The latest breach involves confidential memoranda exchanged among the justices in 2016 regarding the court’s decision to stay President Barack Obama’s Clean Power Plan in West Virginia v. EPA. This case is widely seen as the origin of the modern shadow docket.
Chief Justice John Roberts and other conservative justices pushed for swift action to block the expansive climate regulation, which many viewed as an unlawful power grab by the EPA that threatened American energy jobs and economic freedom.
The leaked documents published over the weekend reveal internal deliberations that had remained private for a decade. This marks the third major leak from the high court in recent years following the 2022 Dobbs draft opinion and subsequent incidents.
Conservatives rightly express outrage over the pattern of selective leaks that appear designed to damage the court’s reputation and target conservative justices.
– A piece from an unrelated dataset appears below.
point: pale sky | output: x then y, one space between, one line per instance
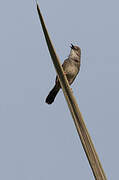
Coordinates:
38 141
Such breaches erode public trust in the judiciary and undermine the principle of deliberative confidentiality essential to impartial justice.
The Supreme Court relies on frank internal discussions among the justices to reach principled decisions based on the Constitution and law rather than political pressure. When leakers feed sensitive materials to partisan outlets like the New York Times, it turns the court into a theater for left-wing narratives.
This latest episode follows the Dobbs leak, which prematurely exposed a draft overturning Roe v. Wade and ignited nationwide protests and threats against justices. Despite an internal investigation, no leaker was publicly identified, highlighting ongoing vulnerabilities.
Critics on the right argue that the leaks consistently serve to smear the conservative majority while downplaying the substance of decisions that restrain bureaucratic overreach and protect constitutional limits on federal power.
The shadow docket allows the court to address urgent emergency applications without full briefing or oral arguments. In the 2016 case, it enabled the justices to prevent irreversible harm from Obama’s plan, which sought to reshape the nation’s electricity sector through executive fiat.
By blocking the regulation, the court upheld the rule of law against regulatory excess that would have raised energy costs for working families and destroyed coal industry jobs across heartland states.
The timing of this leak just as the court prepares opinions on pressing issues, including cases on transgender athletes in women’s sports, raises further suspicion of coordinated efforts to influence or embarrass the conservative bloc.
Patriotic Americans who value judicial integrity demand swift and thorough investigation by the court-martial and, if necessary, involvement of the FBI to root out the source.
Repeated failures to punish leakers only encourage more breaches and signal weakness in protecting the institution founded to interpret the Constitution without fear or favor.
Chief Justice Roberts has faced calls to take stronger action, including referring the matter for criminal investigation to deter future violations of confidentiality rules that bind court employees.
The American people deserve a Supreme Court where deliberations remain confidential until official release. Leaks politicize the judiciary and fuel the very cynicism that undermines faith in our institutions.
This incident underscores the broader cultural battle where the left weaponizes leaks and media allies to attack any decision that defends limited government, traditional values, and constitutional originalism.
Conservatives have long warned that without accountability the court risks becoming just another arena for partisan warfare rather than a bulwark of impartial justice.